How to Find Pricing Information
If you want to look up prices at a specific hospital, scroll to the bottom of the hospital’s homepage and look for a link labeled “Price Transparency.” This should take you to a page with both the machine-readable data file and the consumer-friendly display or price estimator. The estimator is the more practical option for most people: enter the service you need and your insurance plan, and it should return a personalized estimate.
For insurance-side data, log into your health plan’s website or app. Look for a cost estimator, sometimes labeled “find care costs” or “price a procedure.” Under the Transparency in Coverage rule, your plan must let you look up the estimated cost-sharing for any covered service, not just common ones.
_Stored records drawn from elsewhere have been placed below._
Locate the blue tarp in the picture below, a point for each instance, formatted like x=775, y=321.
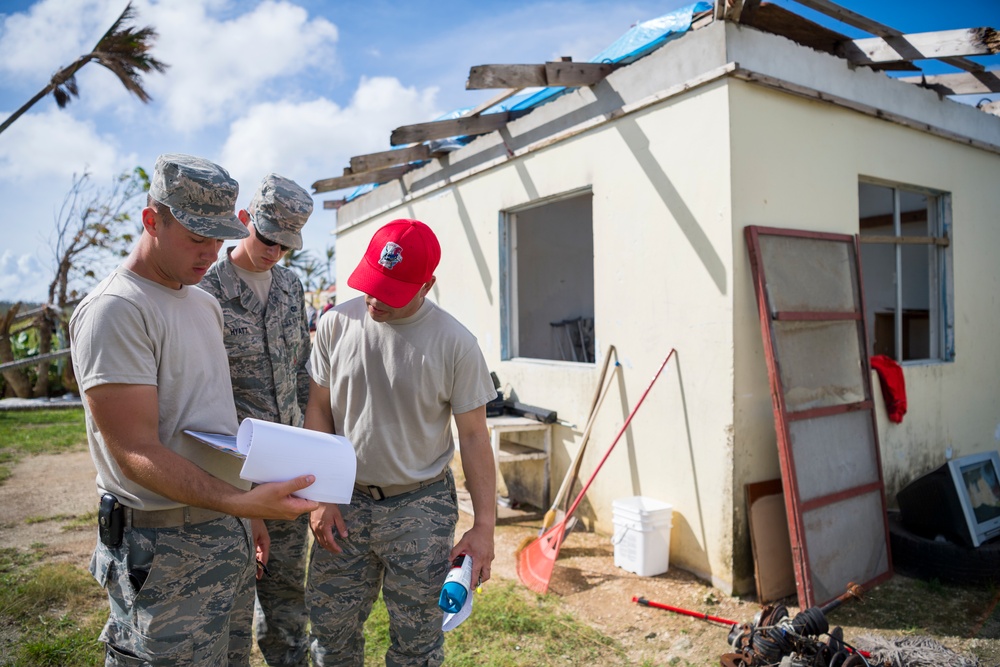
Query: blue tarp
x=638, y=41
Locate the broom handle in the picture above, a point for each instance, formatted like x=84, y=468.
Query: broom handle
x=680, y=610
x=620, y=432
x=578, y=458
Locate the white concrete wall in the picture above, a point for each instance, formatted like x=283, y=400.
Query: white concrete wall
x=663, y=280
x=673, y=187
x=796, y=164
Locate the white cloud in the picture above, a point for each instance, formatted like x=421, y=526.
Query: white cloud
x=52, y=145
x=218, y=66
x=22, y=277
x=50, y=35
x=310, y=140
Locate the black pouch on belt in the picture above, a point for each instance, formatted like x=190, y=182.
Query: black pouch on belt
x=110, y=521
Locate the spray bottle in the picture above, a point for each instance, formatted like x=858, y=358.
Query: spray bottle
x=457, y=584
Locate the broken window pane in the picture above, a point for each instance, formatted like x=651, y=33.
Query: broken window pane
x=906, y=295
x=550, y=286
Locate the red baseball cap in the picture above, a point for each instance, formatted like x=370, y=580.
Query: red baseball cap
x=401, y=257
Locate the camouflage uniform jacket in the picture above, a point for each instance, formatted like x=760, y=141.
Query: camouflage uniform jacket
x=268, y=347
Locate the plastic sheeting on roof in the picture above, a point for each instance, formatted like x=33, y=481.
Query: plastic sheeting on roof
x=638, y=41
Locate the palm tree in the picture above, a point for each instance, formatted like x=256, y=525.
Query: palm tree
x=123, y=49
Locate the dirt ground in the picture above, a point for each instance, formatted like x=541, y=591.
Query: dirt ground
x=585, y=577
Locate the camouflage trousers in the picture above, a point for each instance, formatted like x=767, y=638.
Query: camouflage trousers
x=280, y=617
x=401, y=545
x=178, y=596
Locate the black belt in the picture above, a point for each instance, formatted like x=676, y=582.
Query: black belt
x=382, y=492
x=172, y=518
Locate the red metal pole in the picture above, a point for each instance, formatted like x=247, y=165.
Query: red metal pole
x=687, y=612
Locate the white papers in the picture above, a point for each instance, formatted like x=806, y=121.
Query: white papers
x=277, y=453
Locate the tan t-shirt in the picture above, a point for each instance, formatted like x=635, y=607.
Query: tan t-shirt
x=130, y=330
x=394, y=387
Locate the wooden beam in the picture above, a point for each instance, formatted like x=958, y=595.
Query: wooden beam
x=354, y=180
x=493, y=101
x=777, y=20
x=736, y=9
x=962, y=83
x=577, y=74
x=850, y=18
x=505, y=76
x=456, y=127
x=373, y=161
x=747, y=11
x=891, y=35
x=923, y=45
x=560, y=73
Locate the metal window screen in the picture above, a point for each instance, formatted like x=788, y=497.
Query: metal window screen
x=811, y=312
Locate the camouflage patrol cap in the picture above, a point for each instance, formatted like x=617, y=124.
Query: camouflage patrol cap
x=279, y=209
x=200, y=194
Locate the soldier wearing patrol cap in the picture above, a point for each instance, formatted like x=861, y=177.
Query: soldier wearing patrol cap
x=267, y=340
x=173, y=553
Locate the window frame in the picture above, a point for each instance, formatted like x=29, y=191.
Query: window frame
x=941, y=284
x=507, y=236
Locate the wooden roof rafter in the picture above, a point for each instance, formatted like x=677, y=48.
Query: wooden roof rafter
x=902, y=43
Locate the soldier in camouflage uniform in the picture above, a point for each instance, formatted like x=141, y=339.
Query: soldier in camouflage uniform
x=176, y=560
x=267, y=340
x=390, y=370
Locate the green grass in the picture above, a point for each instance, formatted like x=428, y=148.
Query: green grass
x=51, y=614
x=28, y=432
x=509, y=627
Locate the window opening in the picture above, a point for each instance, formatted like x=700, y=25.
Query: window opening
x=905, y=257
x=548, y=305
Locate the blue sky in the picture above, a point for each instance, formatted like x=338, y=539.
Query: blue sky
x=297, y=87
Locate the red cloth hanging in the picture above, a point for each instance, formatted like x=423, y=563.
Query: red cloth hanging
x=890, y=377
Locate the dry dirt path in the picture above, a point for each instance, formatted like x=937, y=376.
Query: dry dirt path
x=45, y=492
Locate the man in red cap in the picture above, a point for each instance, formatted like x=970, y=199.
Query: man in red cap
x=389, y=371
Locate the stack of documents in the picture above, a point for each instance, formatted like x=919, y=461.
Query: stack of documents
x=277, y=453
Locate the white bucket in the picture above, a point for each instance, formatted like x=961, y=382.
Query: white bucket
x=642, y=535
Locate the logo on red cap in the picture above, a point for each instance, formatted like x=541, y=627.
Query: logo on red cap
x=392, y=254
x=383, y=273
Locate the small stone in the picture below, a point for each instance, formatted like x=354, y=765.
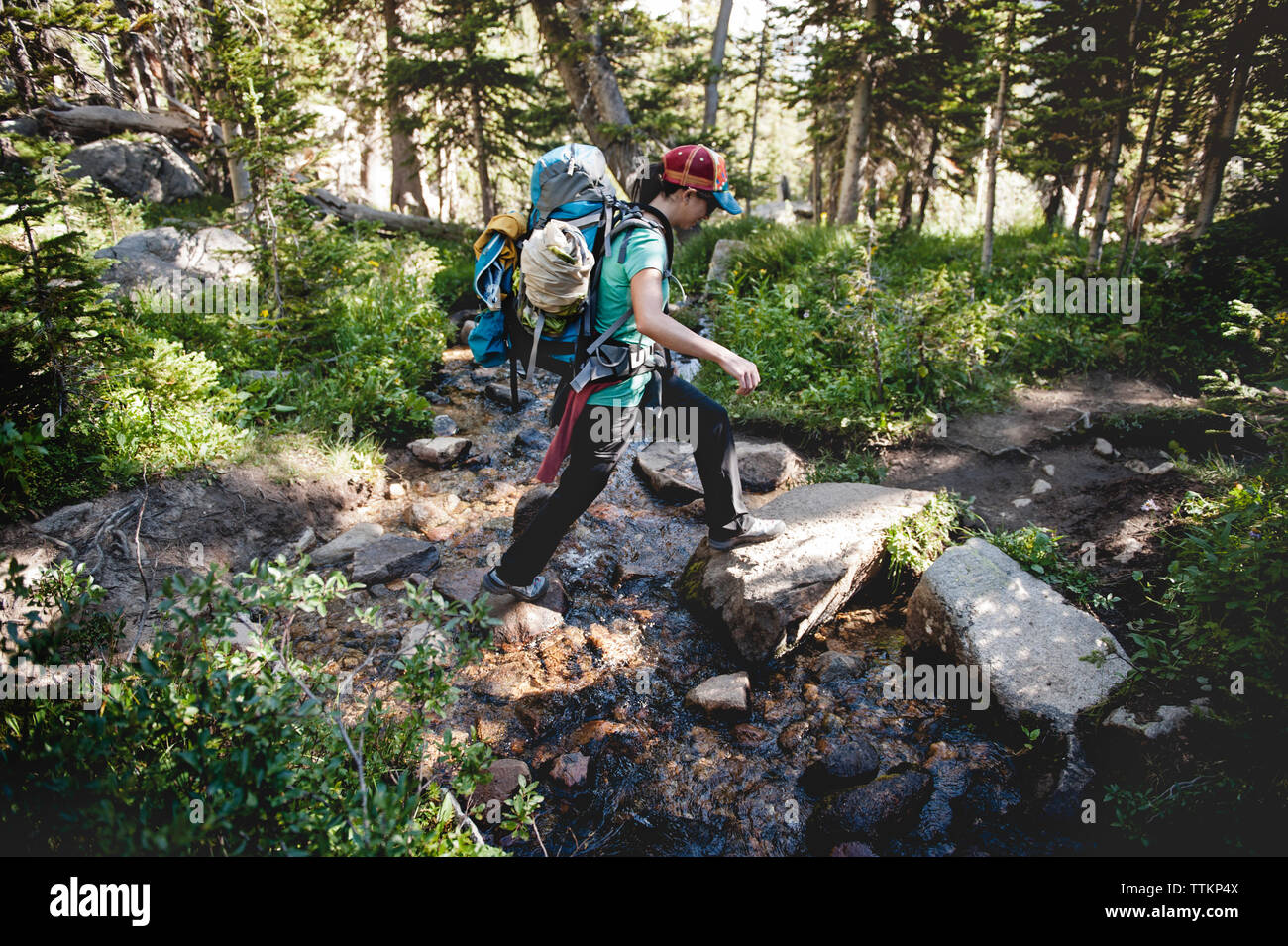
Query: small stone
x=391, y=556
x=439, y=451
x=505, y=782
x=722, y=695
x=344, y=545
x=570, y=770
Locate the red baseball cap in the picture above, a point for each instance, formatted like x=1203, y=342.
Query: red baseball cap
x=702, y=168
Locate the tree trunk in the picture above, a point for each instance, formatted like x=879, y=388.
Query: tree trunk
x=1083, y=189
x=404, y=190
x=591, y=85
x=857, y=134
x=995, y=146
x=1126, y=88
x=755, y=107
x=1132, y=216
x=482, y=156
x=927, y=176
x=708, y=120
x=1225, y=119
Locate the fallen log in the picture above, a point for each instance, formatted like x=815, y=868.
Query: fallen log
x=347, y=210
x=101, y=121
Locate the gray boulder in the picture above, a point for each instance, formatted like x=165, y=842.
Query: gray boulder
x=391, y=556
x=771, y=594
x=721, y=259
x=146, y=168
x=161, y=259
x=670, y=472
x=980, y=606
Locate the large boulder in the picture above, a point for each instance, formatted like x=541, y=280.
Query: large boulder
x=146, y=168
x=670, y=470
x=984, y=609
x=771, y=594
x=167, y=261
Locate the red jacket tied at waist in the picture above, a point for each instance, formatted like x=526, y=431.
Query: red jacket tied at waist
x=558, y=448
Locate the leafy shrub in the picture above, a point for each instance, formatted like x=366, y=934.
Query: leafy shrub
x=206, y=749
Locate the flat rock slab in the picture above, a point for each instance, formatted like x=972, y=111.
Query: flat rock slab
x=671, y=473
x=391, y=556
x=439, y=451
x=344, y=545
x=771, y=594
x=520, y=620
x=721, y=696
x=984, y=609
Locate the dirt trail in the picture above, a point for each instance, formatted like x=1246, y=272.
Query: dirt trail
x=608, y=680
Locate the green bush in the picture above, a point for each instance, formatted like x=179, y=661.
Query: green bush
x=201, y=748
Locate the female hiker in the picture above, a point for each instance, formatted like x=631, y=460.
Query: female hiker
x=682, y=192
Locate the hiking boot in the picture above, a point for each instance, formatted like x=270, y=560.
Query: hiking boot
x=493, y=584
x=756, y=530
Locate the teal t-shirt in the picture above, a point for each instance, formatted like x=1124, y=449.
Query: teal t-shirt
x=647, y=250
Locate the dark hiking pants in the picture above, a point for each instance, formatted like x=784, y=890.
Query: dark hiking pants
x=592, y=455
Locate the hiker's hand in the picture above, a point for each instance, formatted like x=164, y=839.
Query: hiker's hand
x=741, y=370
If you can’t find it online, you can request the information in writing and the plan is required to provide it.
Keep in mind that estimates are not guarantees. A procedure can involve unexpected complications, additional tests, or providers who bill separately. But for plannable services, especially imaging, lab work, and outpatient procedures, these tools can reveal price differences of hundreds or even thousands of dollars between facilities in the same city.